Aragon l’écrivait, Ferrat le chantait, La Femme est l’avenir de l’Homme… Vraiment ? Elle est, pour le coup, enfin devenue en partie son présent. Une femme, Julie Deliquet, prend enfin la direction de La Colline, un des six théâtres nationaux français. Sur nos scènes régionales, dans nos maisons d’édition, sur nos cimaises, les femmes s’imposent et tiennent un discours clairement féministe. Au Centre de la Photographie Les femmes ont faim réhabilitent l’appétit, à La Criée L’Art de la joie célèbre la jouissance féminine, au Théâtre Joliette les mères apprennent à leurs filles à porter des coups. Ici les femmes écrivent, chantent, dansent, revisitent les chefs-d’œuvre, remportent des Césars. Mais elles ne sont toujours pas têtes de listes aux municipales.
Parité insuffisante
Si la loi sur la parité oblige à l’égalité stricte et à l’alternance H/F sur les listes, y compris aujourd’hui dans les communes de moins de 1000 habitants, rien n’oblige à avoir des mairEs. Qu’on ne sait toujours pas nommer, d’ailleurs. Madame la maire, madame le maire, les mairEs, les femmes maires ou les mairesses ? Comment les écrit-on, comment les prononce-t-on ? Leur dénomination n’est toujours pas fixée, et fluctue. Et assone, lorsqu’on le prononce sans l’écrire, avec les mamans de chacun·e.
On sait que le flou dans une dénomination incite à l’effacement dans le réel et que nommer correctement les choses, les gens, permet d’affirmer leur existence.
La fluctuation des mairesses est aussi le signe de leur effacement.
Il faut dire qu’elles représentent aujourd’hui, à la veille des élections municipales, 20 % seulement des maires sortant·es. Selon le ministère de l’Intérieur, elles sont à peine plus nombreuses, 24,4 %, à briguer pour le scrutin de dimanche la gouvernance des villes.
Ce qui ne devrait pas augmenter de 4,4 points le nombre de mairesses : un autre phénomène, documenté par la chercheuse Régine Sénac (La Parité, PUF), consiste pour les partis à proposer des femmes têtes de listes dans les communes perdues d’avance. Ainsi sont-elles moins nombreuses à être élues que leur 24,4 % de départ, la prime au sortant agissant au demeurant, pour 80 %, en faveur des hommes…

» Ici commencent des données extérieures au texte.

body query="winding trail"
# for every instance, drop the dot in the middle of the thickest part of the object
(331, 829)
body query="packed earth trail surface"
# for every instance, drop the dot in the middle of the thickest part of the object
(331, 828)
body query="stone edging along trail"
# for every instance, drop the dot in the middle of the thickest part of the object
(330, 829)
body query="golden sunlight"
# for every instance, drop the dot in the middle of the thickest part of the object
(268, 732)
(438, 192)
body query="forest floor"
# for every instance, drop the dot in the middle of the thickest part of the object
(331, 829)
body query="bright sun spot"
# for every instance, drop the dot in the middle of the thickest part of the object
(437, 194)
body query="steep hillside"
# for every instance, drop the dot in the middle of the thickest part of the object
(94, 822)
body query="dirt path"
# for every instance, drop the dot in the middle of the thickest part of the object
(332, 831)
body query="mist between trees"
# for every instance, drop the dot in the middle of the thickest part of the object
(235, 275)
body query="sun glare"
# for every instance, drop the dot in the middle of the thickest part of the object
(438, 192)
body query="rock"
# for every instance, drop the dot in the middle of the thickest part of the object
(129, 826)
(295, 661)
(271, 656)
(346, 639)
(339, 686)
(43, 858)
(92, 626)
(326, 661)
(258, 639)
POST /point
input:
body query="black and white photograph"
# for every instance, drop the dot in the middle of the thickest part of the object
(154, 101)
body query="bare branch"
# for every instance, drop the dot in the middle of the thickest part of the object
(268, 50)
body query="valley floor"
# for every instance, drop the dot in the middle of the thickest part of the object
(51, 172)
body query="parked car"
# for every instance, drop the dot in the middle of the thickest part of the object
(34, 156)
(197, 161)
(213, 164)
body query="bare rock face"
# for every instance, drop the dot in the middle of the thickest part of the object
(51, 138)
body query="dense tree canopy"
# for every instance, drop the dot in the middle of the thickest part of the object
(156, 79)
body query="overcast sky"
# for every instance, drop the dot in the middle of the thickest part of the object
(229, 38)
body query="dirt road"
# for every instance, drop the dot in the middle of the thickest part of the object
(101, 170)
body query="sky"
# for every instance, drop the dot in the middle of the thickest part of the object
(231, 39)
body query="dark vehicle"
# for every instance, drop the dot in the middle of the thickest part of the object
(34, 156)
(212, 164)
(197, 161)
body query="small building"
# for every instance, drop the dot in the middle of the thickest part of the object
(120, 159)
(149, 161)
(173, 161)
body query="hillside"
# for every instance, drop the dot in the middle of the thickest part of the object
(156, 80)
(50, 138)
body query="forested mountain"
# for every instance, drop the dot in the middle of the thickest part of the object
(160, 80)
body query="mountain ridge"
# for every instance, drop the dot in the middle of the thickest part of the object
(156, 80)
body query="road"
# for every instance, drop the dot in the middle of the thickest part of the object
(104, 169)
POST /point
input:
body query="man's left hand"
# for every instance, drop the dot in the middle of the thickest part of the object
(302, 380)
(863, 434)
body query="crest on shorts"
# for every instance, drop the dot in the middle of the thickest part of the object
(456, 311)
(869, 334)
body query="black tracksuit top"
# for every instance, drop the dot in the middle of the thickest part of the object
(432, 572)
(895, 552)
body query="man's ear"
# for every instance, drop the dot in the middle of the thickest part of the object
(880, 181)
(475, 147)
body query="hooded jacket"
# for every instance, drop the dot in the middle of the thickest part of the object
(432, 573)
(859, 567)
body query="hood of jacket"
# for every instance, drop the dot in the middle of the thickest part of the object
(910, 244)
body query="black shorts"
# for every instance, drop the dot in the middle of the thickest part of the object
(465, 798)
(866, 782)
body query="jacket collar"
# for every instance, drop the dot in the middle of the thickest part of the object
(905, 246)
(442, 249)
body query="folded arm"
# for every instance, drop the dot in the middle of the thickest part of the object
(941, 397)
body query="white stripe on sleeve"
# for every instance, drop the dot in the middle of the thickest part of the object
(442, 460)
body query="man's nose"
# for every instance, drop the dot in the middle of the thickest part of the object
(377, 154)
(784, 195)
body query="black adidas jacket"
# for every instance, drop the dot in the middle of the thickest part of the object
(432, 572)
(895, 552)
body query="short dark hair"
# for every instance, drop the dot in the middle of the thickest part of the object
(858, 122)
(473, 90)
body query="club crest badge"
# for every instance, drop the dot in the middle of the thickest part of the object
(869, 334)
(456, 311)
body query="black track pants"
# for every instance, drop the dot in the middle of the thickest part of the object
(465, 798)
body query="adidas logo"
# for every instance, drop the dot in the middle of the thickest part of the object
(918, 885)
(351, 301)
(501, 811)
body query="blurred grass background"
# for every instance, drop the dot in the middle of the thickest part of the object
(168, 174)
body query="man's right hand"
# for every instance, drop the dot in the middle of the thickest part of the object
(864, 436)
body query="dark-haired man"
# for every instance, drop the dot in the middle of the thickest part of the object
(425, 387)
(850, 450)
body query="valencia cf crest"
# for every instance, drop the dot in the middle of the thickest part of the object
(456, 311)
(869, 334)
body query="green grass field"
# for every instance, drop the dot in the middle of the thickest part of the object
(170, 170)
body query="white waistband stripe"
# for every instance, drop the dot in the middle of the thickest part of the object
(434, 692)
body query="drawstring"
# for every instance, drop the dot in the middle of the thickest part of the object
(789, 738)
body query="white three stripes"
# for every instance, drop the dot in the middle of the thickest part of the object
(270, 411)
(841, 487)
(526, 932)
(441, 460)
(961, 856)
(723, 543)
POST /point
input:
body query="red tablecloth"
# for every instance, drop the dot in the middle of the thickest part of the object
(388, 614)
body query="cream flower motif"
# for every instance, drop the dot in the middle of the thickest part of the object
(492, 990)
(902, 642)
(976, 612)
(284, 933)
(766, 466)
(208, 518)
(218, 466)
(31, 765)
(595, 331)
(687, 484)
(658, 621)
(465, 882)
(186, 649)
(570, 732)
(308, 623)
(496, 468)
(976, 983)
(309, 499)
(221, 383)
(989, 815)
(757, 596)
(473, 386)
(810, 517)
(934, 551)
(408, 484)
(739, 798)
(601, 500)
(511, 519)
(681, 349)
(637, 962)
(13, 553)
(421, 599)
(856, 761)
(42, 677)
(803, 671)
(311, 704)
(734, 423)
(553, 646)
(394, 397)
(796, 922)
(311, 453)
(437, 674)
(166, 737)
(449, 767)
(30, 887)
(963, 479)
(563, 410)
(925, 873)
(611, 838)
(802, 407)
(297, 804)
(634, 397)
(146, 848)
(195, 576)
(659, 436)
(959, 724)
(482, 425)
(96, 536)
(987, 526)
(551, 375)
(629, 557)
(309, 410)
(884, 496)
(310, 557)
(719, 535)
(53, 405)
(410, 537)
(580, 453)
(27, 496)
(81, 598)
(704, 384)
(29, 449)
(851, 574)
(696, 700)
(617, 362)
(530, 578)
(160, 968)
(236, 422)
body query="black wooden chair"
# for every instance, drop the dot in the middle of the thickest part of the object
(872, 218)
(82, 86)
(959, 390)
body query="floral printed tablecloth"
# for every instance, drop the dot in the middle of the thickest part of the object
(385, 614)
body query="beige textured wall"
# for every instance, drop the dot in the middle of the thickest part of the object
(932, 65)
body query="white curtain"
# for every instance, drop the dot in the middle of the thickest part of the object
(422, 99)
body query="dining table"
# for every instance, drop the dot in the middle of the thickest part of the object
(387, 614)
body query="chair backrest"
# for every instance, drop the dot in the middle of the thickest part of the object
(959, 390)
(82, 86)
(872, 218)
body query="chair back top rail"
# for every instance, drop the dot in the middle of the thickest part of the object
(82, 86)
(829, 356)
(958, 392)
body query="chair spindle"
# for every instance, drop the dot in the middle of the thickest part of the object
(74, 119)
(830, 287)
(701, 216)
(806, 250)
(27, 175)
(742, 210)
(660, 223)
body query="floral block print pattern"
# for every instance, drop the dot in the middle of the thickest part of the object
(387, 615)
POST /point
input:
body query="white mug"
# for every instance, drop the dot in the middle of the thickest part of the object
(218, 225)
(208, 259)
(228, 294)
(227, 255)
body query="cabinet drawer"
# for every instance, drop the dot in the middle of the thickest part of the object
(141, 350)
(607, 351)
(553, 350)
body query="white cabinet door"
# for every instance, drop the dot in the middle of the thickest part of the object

La loi sur la parité n’oblige pas non plus à dégenrer les rôles, et les femmes sont le plus souvent adjointes à la santé, la jeunesse, la culture, le social, ou aux droits des femmes, qu’au budget, à l’entreprise ou à l’urbanisme. Et cela dans tous les partis : les listes de gauche font un peu mieux en pourcentage (30%) que celles du centre/droite (23,3%) et de l’extrême droite (22,6%), mais les mairies de gauche reproduisent ensuite les stéréotypes genrés dans l’attribution des délégations et dans les instances de prise de décisions. Les premières adjointes, à 80 % des femmes puisque 80 % des maires sont des hommes, sont souvent plus décoratives que réellement au cœur du pouvoir. C’est souvent le deuxième adjoint, un homme, qui compte…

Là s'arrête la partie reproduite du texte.